(This is one of a series of GMAT tips that we offer on our blog.)
Think Like the GMAT Testmaker
The GMAT is a difficult exam; there’s simply no way around that fact. Knowing why it is difficult, however, will help you to better plan for it, and a fantastic way to gain that knowledge is to put yourself in the position of the writers of the exam.
As any GMAT examinee knows, Data Sufficiency questions can often be tricky or confusing simply because of the unique format of the question. It is rare, if it occurs at all, that you encounter situations in which you are not asked to solve a problem, but are asked if the tools provided would be sufficient to do so (however, as a manager, you’ll be asked this question quite a bit – what resources will you need to complete this project in a cost-effective manner?).
To gain experience with the tricks and traps that the format allows the writers of the exam to employ, try writing a few questions of your own with the intent of ‘tricking and trapping’ your friends. In order to do so, you will need to anticipate the mistakes that someone could easily make – and those are the mistakes that could trip you up, too. Does it seem as though someone could forget about the exception to the rule that you ‘hid’ in statement 1? Does statement 2 supply that one missing piece of information that was omitted from statement 1, baiting someone to select “B”, even though statement 2 is clearly insufficient on its own? Laying these traps for someone else is a great way to become more aware of them for yourself.

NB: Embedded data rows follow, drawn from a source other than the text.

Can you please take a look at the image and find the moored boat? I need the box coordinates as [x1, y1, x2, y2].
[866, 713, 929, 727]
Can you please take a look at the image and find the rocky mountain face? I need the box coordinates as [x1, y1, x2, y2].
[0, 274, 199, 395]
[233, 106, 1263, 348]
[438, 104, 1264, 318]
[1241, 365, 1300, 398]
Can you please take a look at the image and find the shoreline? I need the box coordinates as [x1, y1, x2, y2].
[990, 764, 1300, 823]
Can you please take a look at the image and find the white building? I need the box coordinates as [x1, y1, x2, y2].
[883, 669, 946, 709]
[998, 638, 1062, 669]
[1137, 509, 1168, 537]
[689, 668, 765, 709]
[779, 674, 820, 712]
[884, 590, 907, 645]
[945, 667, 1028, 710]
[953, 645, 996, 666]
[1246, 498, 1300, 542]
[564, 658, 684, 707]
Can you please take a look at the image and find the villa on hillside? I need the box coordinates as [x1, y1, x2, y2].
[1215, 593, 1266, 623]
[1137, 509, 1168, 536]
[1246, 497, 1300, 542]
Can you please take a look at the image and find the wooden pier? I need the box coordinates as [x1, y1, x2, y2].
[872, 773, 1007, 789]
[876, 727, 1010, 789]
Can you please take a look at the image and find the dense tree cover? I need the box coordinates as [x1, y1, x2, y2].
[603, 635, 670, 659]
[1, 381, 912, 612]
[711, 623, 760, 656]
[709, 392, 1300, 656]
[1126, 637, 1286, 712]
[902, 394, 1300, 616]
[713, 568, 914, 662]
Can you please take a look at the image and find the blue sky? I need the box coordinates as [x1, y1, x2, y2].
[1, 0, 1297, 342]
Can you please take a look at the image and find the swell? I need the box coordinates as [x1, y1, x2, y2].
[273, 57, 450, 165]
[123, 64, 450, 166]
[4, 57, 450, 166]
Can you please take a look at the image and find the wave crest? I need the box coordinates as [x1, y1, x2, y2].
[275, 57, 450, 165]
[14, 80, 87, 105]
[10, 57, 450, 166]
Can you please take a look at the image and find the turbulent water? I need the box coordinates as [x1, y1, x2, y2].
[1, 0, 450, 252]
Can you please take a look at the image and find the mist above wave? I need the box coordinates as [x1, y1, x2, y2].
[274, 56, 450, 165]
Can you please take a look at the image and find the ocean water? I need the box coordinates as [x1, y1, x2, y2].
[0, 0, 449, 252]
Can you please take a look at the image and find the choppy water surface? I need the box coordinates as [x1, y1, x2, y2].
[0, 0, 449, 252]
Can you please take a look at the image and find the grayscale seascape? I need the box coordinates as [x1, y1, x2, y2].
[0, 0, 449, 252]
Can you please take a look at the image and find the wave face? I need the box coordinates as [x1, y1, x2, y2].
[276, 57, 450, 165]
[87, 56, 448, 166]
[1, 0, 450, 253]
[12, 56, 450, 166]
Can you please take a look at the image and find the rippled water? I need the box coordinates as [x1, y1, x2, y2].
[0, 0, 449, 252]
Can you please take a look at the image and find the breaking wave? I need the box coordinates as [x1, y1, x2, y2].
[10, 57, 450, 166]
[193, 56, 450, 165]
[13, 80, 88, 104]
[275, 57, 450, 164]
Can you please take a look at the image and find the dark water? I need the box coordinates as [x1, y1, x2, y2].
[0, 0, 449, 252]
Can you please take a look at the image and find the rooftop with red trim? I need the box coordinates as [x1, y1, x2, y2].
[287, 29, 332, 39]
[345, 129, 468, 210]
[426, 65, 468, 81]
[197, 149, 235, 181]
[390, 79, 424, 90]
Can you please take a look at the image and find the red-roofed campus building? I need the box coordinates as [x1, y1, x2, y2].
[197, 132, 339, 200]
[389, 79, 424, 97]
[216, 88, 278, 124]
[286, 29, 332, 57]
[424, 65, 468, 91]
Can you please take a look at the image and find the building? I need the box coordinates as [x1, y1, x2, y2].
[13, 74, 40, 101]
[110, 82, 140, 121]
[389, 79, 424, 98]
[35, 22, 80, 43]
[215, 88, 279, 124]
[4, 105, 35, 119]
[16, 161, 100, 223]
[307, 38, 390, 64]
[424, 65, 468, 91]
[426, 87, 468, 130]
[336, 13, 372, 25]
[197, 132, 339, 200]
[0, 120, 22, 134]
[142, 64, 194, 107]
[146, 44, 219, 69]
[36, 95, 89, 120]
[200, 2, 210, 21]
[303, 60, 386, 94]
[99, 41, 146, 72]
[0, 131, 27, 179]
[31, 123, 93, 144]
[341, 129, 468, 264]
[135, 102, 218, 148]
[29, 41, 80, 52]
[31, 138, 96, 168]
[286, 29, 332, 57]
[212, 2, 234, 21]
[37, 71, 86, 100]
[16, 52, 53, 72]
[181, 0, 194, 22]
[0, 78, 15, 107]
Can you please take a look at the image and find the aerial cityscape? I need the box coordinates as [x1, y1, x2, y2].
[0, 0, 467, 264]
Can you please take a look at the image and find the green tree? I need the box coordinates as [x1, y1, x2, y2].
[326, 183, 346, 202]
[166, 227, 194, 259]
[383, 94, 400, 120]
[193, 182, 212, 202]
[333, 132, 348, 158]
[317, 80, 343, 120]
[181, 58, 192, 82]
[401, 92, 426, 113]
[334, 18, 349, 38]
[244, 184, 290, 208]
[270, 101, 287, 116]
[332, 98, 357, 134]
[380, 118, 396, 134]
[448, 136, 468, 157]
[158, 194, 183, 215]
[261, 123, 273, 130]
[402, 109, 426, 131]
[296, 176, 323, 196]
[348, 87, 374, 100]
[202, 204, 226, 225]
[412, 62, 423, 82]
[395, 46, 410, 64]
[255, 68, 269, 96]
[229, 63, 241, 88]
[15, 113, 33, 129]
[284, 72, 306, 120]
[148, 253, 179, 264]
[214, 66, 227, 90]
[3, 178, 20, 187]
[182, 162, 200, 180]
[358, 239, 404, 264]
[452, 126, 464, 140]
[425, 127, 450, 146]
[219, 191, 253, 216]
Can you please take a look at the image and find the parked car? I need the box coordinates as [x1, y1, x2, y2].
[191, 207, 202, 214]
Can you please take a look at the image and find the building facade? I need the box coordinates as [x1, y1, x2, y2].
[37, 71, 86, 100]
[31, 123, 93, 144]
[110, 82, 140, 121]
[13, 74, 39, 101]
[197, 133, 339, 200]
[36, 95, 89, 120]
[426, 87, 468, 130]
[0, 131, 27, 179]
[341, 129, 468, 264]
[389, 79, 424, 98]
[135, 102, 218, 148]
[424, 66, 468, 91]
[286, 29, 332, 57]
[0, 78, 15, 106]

Note that you can craft questions in this format even without using mathematical concepts to do so. Here’s an example:
Question: Name this U.S. President.
(1) He has the same first name as his father.
(2) His presidency began after the American Civil War.
Answer: Many would be tempted to select (C), narrowing the choices down to John Quincy Adams and George W. Bush, then eliminating Adams with statement 2. However, doing so would assume that the father mentioned in statement 1 was also a President, which is not explicitly stated. Actually, the answer must be (E), as both George W. Bush and William McKinley, for example, had the same names as their fathers – McKinley’s father was not a President, but that wasn’t required by this question, even though some may have assumed it.
That assumption error is akin to a GMAT examinee assuming that a value must be an integer, or must be a positive number. By writing trivia questions designed to capitalize on potential errors, you can become more attuned to the mistakes that you may make on test day.